ITEM 6. CONTRACTS, ARRANGEMENTS, UNDERSTANDINGS OR RELATIONSHIPS WITH RESPECT TO SECURITIES OF THE ISSUER:
The information provided in Items 3, 4 and 5 is hereby incorporated herein by this reference.

Except for the Joint Filing Agreement attached hereto as Exhibit 99.1, to the knowledge of the Reporting Persons, there are no contracts, arrangements, understandings or relationships (legal or otherwise) among the Reporting Persons or, to the knowledge of any of the Reporting Persons, any other person or entity referred to in Item 2, or between such persons and any other person, with respect to any securities of the Issuer, including, but not limited to, transfer or voting of any of the securities, finders fees, joint ventures, loan or option arrangements, puts or calls, guarantees of profits, division of profits or loss, or the giving or withholding of proxies.
ITEM 7. MATERIALS TO BE FILES AS EXHIBITS:
Exhibit 99.1 Joint Filing Agreement, dated as of November 14, 2022, by and among the Reporting Persons.
CUSIP No.: 00835Q103
SIGNATURE
After reasonable inquiry and to the best of my knowledge and belief, I certify that the information set forth in this statement is true, complete and correct.
November 14 2022
Sylebra Capital Limited
By:
/s/ Matthew Whitehead
Name:
Matthew Whitehead
Title:
Director, COO, Authorized Signatory
November 14 2022
Sylebra Capital Management
By:
/s/Matthew Whitehead
Name:
Matthew Whitehead
Title:
Director, COO, Authorized Signatory
November 14 2022
Daniel Patrick Gibson
By:
/s/ Daniel Patrick Gibson
Name:
Daniel Patrick Gibson
Title:
Individual
Attention — Intentional misstatements or omissions of fact constitute Federal criminal violations (See 18 U.S.C. 1001).
CUSIP No.: 00835Q103
JOINT FILING AGREEMENT

The undersigned acknowledge and agree that the foregoing statement on Schedule 13D is filed on behalf of each of the undersigned and that all subsequent amendments to this foregoing shall be filed on behalf of each of the undersigned without the necessity of filing additional joint filing agreements. The undersigned acknowledge that each shall be responsible for the timely filing of such amendments, and for the completeness and accuracy of the information concerning it contained therein, but shall not be responsible for the completeness and accuracy of the information concerning the others, except to the extent that it knows or has reason to believe that such information is inaccurate.
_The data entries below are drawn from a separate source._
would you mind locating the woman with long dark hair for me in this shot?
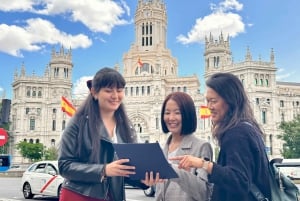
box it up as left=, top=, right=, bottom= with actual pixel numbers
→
left=58, top=67, right=150, bottom=201
left=171, top=73, right=271, bottom=201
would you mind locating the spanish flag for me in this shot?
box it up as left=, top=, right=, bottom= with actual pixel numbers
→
left=138, top=57, right=143, bottom=67
left=61, top=96, right=76, bottom=117
left=200, top=106, right=211, bottom=119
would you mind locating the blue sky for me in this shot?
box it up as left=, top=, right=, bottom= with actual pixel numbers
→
left=0, top=0, right=299, bottom=99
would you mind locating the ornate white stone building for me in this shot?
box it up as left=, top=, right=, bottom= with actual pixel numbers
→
left=10, top=47, right=74, bottom=163
left=10, top=0, right=300, bottom=162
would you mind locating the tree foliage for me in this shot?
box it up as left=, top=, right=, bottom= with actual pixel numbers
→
left=44, top=146, right=58, bottom=160
left=16, top=141, right=43, bottom=162
left=278, top=115, right=300, bottom=158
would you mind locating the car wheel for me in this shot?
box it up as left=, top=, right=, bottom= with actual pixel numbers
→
left=23, top=182, right=34, bottom=199
left=143, top=185, right=155, bottom=197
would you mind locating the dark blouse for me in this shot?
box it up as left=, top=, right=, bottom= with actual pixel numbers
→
left=208, top=122, right=271, bottom=201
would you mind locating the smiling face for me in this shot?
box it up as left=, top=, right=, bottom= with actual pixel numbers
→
left=206, top=87, right=229, bottom=124
left=163, top=99, right=182, bottom=136
left=95, top=87, right=124, bottom=113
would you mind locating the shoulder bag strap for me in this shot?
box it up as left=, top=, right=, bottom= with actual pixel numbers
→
left=250, top=183, right=269, bottom=201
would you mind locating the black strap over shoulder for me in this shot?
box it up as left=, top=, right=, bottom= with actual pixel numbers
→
left=250, top=183, right=269, bottom=201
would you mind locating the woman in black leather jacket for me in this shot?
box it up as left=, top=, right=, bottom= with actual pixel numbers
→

This Agreement may be executed in counterparts and each of such counterparts taken together shall constitute one and the same instrument.

Sylebra Capital Limited
By: /s/ Matthew Whitehead
Name: Matthew Whitehead
Title: Director, COO, Authorized Signatory

Sylebra Capital Management
By: /s/ Matthew Whitehead
Name: Matthew Whitehead
Title: Director, Authorized Signatory

Daniel Patrick Gibson
By: /s/ Daniel Patrick Gibson
Name: Daniel Patrick Gibson
Title: Individual

Date: November 14, 2022
CUSIP No.: 00835Q103
EXPLANATORY NOTE

This Statement on Schedule 13D (this Statement) supersedes the Statement on Schedule 13G as last amended by Amendment No. 1 filed on February 11, 2022 by Sylebra Capital Limited, Sylebra Capital Management and Daniel Patrick Gibson relating to shares of Common Stock of Aeva Technologies Inc. This Statement is being filed by the undersigned pursuant to Rule 13d-1(e) under the Securities Exchange Act of 1934, as amended (the 1934 Act), because the Reporting Persons (as defined below) may no longer qualify to file statements on Schedule 13G. See Item 4.